Il fallait le trouble d’un tel jour pour que ces petits misérables fussent dans ce jardin. Si les surveillants les eussent aperçus, ils eussent chassé ces haillons. Les petits pauvres n’entrent pas dans les jardins publics : pourtant on devrait songer que, comme enfants, ils ont droit aux fleurs.

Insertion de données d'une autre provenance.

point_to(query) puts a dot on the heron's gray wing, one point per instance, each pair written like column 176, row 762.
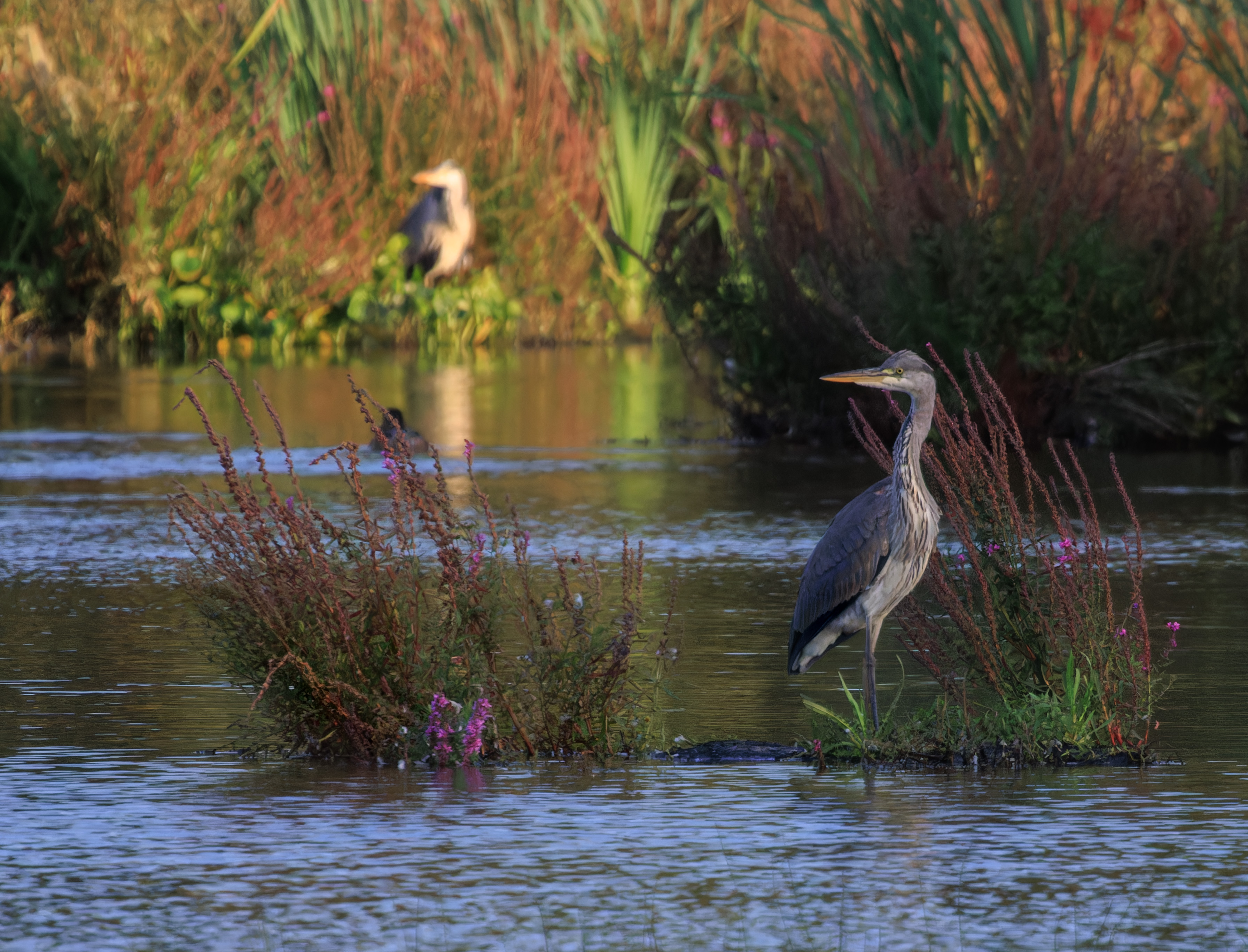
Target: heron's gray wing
column 843, row 565
column 419, row 226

Ceux-ci étaient là, grâce aux grilles fermées. Ils étaient en contravention. Ils s’étaient glissés dans le jardin, et ils y étaient restés. Les grilles fermées ne donnent pas congé aux inspecteurs, la surveillance est censée continuer, mais elle s’amollit et se repose ; et les inspecteurs, émus eux aussi par l’anxiété publique et plus occupés du dehors que du dedans, ne regardaient plus le jardin, et n’avaient pas vu les deux délinquants.

Il avait plu la veille, et même un peu le matin. Mais en juin les ondées ne comptent pas. C’est à peine si l’on s’aperçoit, une heure après un orage, que cette belle journée blonde a pleuré. La terre en été est aussi vite sèche que la joue d’un enfant.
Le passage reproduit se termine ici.